Süchtig machende und ansteckende Suizidalität?

Tullis [1998] hat in seiner Theorie der Suizid-Abhängigkeit (A theory of suicide addiction, 1998) die hier erwähnten Verstärkermechanismen an seinen Patienten eindrucksvoll beschrieben: “Über Suizid nachzusinnen kann bei einigen Menschen durchaus angenehm sein, oder es stoppt zumindest psychisches Leiden. Suizidale Gedanken oder Verhalten kann eine Form der Selbstmedikation bei diesen Menschen sein; das erneute Durchleben früherer Suizidversuche in Gedanken oder die bildliche Vorstellung des eigenen Tods kann zu einem Ritual (oder gar Trance-ähnlichem Rauschzustand) werden, das ein Gefühl von Kontrolle und einen möglichen Ausweg aus dem Leiden vermittelt.” Tullis selbst beobachtete bei seinen Patienten diesen Beruhigungseffekt von Suizidgedanken, der bis hin zu rauschähnlichen oder euphorischen Zuständen reichte (rush,high,thrill,exhilaration). Er stellte auch einen Toleranzeffekt dieser Wirkung über die Zeit fest, so dass Patienten – ähnlich wie es bei Substanzabhängigkeiten beobachtet wird – zwangsähnliche Rituale und Verhaltensmuster entwickelten, wenn sie z.B. Tabletten oder allerhand Paraphernalien für den Suizid sammeln und horten. Tullis Beobachtungen unterstützen also die Hypothese, dass bei manchen Menschen die Beschäftigung mit Suizidgedanken angenehm ist, seelische Schmerzen reduziert und eine Art “Way of life” werden kann [Paris, 2004] – psychologisch gesprochen: eine Beschäftigung, die Verstärker- und Kontingenzmechanismen unterliegt.
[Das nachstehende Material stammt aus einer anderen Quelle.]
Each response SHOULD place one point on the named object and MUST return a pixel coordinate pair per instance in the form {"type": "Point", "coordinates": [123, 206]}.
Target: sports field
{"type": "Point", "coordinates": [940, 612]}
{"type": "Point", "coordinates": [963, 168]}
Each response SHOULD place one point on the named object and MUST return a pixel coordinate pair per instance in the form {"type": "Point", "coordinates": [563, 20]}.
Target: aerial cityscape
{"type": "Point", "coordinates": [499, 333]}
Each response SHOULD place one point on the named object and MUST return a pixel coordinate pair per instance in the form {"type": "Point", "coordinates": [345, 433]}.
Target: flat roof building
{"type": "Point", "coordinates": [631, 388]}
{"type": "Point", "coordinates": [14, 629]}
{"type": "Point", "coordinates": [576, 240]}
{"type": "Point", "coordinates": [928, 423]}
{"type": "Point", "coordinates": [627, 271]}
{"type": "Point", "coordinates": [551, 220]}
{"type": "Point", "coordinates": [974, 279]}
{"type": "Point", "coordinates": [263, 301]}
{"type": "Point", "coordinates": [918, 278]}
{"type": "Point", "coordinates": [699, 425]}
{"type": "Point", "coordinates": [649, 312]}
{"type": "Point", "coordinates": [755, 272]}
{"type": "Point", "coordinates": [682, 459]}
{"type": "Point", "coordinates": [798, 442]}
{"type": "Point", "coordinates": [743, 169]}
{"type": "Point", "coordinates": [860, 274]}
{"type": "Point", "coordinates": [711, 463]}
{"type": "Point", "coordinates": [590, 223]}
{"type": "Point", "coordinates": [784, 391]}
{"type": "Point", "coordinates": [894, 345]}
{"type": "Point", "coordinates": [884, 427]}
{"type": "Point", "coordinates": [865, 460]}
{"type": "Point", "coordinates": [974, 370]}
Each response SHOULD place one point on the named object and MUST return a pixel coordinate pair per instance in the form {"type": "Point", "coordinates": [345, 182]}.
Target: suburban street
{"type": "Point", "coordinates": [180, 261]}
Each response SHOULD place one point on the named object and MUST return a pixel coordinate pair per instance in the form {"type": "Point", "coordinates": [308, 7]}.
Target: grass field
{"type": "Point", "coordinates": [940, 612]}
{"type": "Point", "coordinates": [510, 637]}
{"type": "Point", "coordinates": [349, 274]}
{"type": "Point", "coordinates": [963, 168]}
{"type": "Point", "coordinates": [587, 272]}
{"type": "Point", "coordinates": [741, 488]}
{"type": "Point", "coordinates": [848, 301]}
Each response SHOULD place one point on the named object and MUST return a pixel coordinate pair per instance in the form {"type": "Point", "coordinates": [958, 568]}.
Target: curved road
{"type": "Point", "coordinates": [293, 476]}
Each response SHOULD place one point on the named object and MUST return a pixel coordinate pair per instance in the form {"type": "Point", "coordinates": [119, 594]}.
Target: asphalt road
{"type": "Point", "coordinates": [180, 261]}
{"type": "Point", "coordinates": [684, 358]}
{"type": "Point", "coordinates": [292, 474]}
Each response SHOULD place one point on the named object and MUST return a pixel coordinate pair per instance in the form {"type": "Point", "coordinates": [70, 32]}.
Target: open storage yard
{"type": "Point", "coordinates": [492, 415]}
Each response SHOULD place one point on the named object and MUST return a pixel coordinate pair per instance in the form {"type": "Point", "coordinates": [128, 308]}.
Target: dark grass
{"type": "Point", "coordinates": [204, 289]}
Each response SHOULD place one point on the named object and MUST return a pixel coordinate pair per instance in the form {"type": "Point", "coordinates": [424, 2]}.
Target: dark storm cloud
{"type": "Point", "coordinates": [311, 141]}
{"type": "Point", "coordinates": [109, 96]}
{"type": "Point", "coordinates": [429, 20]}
Es wird (z.B. in akut-psychiatrischen Stationen) nicht selten beobachtet, dass Borderline-Patienten dysfunktionale Verhaltensweisen von anderen Borderline-Mitpatienten “abgucken” und übernehmen. So fängt z.B. eine Patientin an, sich zu ritzen, obwohl sie es nie zuvor getan hatte, was wiederum nahelegt, dass es (zumindest kurzfristig) eine deutlich positive Konsequenz beinhaltet: Herausfinden, was im Moment am besten hilft, Spannung zu reduzieren; mit Peers verbunden fühlen, die mich verstehen [Taiminen et al., 1998; Prinstein et al., 2010]. Jetzt können wir spekulieren, dass der Austausch von Suizidthemen über soziale Medien ein ähnliches Phänomen darstellt: Patienten “testen” verschiedene Suizidassoziationen an, während sie untereinander darüber diskutieren und erfahren in dieser Konditionierung eine (erstmalige) Verstärkung.

Bewertungen und Glaubenssätze sind die toxischen Zutaten des Verstärkermodells der Suizidalität

Wenn wir nach einem geeigneten Ansatz suchen, Suizidalität bei BPS anzugehen, wird die Auseinandersetzung mit den Hintergründen und Motiven sprichwörtlich existenziell. In der Sprache der Verhaltensanalyse bestimmt die Organismus-Variable, wie wir einen Stimulus verarbeiten und letztendlich darauf reagieren [Ellis, 1969]. Neben rein biologischen Faktoren (z.B. Wachheit, genetische Disposition, andere körperliche Einflussfaktoren) ist die Organismus-Variable wesentlich durch unsere eigenen Erfahrungen beeinflusst – Botschaften, die wir als Kind erhalten haben, oder Verhaltensmodelle, die wir vor uns hatten [Young et al., 2003]. Ähnlich wie in dem klinischen Beispiel in Abbildung 1 haben suizidale Jugendliche und Borderline-Patienten nach ihren frühen Erfahrungen von Invalidierung oder Traumatisierung häufig Vorstellungen, wertlos, unangemessen, zurückgewiesen oder schuldig zu sein [Young et al., 2003; Murrell et al., 2014]. Typische Beispiele hierfür sind Gedanken, wie “Ich kann nicht alleine leben”, “Ich bin falsch”, “Ich habe keinen Platz in der Welt”, “Ich bin ein schlechter Mensch”, “Das schaffe ich nicht”. Diese automatischen Gedanken sind sehr robuste Überzeugungen von sich und der Welt um einen herum (“Glaubenssätze” in der dialektisch-behavioralen Therapie), die durch Signale von innen oder außen aktiviert (bewusst) werden [Beck, 1976], z.B., jedes Mal, wenn man sich beleidigt, enttäuscht, zurückgewiesen, einsam (…) fühlt. Es konnte kürzlich gezeigt werden, dass aversive Gefühlszustände in Abhängigkeit der Schwere der BPS hoch kontingent mit spezifischen dysfunktionalen Verhaltensmustern verknüpft werden (z.B. heftige Wut nach Beleidigung, NSSV nach Enttäuschung) [Miskewicz et al., 2015].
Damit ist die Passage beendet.